Zeus! Zawołała Hera. Przynieś proszę te chusty, które rozwiesiłam na sznurku. Zeus się zdenerwował. Czy ja jestem sprzątaczem, woźnym?! Nagle wpadł Apollo. Powiedział: Mamo, nie denerwuj się. Tata ma rację. Nie powinnaś się go czepiać, uspokój się. Może gdzieś razem wyjdziemy? No dobrze – zgodzili się Zeus i Hera. Zapytam jeszcze Hefajstosa, czy nie zechce z nami wyjść. Po trzech godzinach siedzieli już na cudownej, leśnej polanie. Rozwinęli koc na bujnej, zielonej trawie i popatrzyli w niebo. Ach, jak tu pięknie – zachwycał się Hefajstos. Rzadko mam okazję gdzieś wyjść, poza Olimp. Tak jak Cerber spod ziemi – dodał Apollo. Na szczęście mamy jeszcze trochę czasu – powiedział Zeus.
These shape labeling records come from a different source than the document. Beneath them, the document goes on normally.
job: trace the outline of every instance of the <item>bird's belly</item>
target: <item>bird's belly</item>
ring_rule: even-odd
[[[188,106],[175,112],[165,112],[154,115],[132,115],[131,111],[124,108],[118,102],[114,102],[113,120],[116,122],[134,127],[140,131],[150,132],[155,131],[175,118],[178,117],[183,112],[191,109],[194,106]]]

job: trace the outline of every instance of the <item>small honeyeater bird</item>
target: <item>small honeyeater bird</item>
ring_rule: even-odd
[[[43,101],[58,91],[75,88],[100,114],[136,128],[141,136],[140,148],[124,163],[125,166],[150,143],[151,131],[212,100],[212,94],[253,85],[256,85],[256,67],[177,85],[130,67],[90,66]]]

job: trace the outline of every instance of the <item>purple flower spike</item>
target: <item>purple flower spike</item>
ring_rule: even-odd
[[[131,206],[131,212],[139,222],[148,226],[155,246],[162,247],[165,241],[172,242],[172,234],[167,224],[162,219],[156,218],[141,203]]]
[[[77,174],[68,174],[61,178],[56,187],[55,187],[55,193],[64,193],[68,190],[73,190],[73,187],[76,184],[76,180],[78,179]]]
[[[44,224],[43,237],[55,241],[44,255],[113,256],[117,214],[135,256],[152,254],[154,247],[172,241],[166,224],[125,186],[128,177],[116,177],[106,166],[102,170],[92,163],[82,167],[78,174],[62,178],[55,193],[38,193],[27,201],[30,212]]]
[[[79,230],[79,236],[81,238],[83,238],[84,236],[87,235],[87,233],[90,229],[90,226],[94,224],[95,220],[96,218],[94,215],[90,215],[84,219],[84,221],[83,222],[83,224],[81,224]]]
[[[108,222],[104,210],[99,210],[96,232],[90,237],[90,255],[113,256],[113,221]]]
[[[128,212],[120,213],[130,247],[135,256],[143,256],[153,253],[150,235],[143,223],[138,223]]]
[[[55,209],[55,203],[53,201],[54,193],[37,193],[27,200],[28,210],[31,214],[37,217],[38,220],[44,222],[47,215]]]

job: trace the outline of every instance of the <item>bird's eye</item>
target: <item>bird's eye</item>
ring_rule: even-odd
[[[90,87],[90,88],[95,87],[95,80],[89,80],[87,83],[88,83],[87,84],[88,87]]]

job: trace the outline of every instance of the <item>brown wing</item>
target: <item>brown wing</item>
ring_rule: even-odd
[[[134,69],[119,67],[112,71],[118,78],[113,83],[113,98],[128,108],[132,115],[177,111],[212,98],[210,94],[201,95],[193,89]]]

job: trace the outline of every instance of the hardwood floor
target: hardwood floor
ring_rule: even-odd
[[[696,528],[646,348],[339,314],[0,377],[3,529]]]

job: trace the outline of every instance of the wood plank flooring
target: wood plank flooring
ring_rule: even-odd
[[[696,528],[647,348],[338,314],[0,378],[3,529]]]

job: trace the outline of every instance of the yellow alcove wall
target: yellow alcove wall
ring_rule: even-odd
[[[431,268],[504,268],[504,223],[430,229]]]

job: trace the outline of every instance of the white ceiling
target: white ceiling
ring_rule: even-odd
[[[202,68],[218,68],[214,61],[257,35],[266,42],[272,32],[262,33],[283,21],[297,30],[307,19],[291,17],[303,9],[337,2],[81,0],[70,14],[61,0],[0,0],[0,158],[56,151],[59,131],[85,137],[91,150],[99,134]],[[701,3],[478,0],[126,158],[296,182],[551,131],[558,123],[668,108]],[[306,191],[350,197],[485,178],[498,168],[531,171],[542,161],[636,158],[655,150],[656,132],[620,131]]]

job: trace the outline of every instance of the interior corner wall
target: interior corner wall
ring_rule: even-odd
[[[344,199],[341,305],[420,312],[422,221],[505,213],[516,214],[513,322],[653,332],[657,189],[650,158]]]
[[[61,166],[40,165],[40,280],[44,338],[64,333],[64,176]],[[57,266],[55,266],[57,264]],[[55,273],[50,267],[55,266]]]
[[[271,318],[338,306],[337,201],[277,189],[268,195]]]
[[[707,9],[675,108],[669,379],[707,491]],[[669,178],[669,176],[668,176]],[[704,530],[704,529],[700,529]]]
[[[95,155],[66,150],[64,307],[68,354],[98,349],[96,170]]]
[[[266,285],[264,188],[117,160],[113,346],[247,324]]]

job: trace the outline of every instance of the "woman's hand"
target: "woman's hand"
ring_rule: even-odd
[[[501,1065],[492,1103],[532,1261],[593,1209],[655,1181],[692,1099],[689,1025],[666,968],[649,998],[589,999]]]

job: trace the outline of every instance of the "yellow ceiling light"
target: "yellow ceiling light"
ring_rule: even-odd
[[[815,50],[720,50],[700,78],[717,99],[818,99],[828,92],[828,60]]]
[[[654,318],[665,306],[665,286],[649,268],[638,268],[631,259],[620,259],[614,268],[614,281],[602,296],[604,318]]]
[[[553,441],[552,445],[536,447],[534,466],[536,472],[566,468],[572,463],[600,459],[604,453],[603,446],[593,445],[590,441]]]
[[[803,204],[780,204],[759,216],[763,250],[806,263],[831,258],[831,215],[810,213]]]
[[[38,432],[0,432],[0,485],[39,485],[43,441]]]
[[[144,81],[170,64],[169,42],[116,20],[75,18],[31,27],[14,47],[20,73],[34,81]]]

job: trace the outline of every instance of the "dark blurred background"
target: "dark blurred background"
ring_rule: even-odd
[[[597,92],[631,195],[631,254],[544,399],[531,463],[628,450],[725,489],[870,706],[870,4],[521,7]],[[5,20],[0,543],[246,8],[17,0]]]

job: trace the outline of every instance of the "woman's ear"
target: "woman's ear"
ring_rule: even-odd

Hera się nie odzywała. Wiedziała, że szczęście nie trwa wiecznie. Miała złe przeczucia. Nie chciała zwiastować niczego złego, ale niestety musiała, czuła, że za chwilę coś złego się wydarzy. I miała rację. Co się wydarzyło złego na Olimpie? Tego wam nie powiem, może kiedy indziej, tymczasem Hera was pozdrawia.